As the number of Desi pubs grew, several pubs, which had previously been meeting places for racist groups such as the National Front or which had barred non-white customers, eventually became Indian-owned, including the Blue Gates. Desi pubs also appeared further afield, including the Glassy Junction in Southall, west London, which accepted payments in Indian rupees as well as pounds sterling. Most modern Desi pubs are gastropubs, serving Punjabi dishes such as saag and chicken tikka and traditional British pub drinks such as beer and ale. The pubs are popular among people from different communities, including Caribbean, Somali and Eastern European. As of 2016, there were more than fifty Desi pubs in the Black Country. In 2024, the food critic Jay Rayner wrote that Desi pubs "have now become symbols not of exclusion, but of inclusion".

==In popular culture==
In 2010, Desi pubs were the subject of a BBC Radio 4 documentary presented by the Punjabi DJ Bobby Friction. It explored how the pubs had helped to bring diverse communities in the West Midlands closer together, and commented on alcohol-related illness among South Asian men. Creative Black Country, an arts collaborative based in West Bromwich, collated an extensive body of media related to Desi pubs, including portrait photographs, pub signs and stained glass windows.

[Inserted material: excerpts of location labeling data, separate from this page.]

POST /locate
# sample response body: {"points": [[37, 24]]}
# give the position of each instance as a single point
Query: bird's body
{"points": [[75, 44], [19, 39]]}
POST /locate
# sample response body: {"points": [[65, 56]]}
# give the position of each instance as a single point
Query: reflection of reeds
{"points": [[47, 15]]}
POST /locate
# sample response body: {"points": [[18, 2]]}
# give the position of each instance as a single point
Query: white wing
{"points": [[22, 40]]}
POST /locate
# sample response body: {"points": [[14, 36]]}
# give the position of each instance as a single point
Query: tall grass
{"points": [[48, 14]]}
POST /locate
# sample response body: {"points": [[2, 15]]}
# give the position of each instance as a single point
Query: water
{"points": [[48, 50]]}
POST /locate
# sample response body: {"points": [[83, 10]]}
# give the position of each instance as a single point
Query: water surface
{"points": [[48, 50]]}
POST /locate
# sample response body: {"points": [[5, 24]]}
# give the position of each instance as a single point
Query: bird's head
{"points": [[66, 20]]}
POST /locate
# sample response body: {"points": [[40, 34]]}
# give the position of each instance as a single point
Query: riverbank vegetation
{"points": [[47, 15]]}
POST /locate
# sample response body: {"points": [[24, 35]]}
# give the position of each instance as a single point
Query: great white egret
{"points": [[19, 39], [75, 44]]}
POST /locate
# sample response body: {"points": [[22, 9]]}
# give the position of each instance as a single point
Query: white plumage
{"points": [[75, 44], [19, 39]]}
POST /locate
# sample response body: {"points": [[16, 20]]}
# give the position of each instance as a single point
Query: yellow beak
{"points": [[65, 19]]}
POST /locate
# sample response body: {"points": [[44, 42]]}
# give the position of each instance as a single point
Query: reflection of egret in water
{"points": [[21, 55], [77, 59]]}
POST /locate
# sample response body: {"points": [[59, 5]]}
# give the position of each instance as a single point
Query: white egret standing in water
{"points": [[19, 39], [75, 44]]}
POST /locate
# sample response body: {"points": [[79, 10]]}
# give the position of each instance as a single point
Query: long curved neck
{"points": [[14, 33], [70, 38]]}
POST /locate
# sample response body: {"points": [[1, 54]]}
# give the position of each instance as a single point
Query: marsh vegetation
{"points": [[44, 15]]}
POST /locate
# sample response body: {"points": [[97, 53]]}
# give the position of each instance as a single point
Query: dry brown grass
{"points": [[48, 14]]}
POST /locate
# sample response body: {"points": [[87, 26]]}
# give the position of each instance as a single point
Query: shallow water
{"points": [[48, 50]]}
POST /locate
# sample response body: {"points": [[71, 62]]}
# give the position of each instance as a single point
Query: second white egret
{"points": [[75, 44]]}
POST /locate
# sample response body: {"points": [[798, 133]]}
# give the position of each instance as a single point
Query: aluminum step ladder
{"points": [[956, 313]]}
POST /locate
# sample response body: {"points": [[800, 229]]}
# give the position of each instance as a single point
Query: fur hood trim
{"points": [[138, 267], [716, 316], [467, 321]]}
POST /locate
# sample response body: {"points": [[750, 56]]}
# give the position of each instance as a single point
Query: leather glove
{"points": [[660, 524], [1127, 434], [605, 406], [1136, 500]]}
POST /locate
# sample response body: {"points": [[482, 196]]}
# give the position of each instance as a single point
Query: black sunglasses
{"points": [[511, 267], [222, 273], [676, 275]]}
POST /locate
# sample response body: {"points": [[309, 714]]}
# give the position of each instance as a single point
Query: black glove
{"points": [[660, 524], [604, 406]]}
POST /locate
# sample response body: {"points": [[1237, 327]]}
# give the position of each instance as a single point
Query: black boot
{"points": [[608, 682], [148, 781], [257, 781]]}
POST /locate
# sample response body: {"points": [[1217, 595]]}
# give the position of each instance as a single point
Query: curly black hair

Part of the collection was displayed at the Royal Festival Hall in 2016 as part of the Alchemy festival of South Asian culture, following which some of the signs and windows were installed in Desi pubs around the Black Country.

In his 2012 book on modern British history, Hope and Glory, the author and radio presenter Stuart Maconie called the Desi pub "one of the most welcome additions to the Midlands high streets", and described the combination of Indian food and British beer as "a delicious tableau of integration". In 2024, the Campaign for Real Ale commissioned a documentary, Desi: A Pub Story.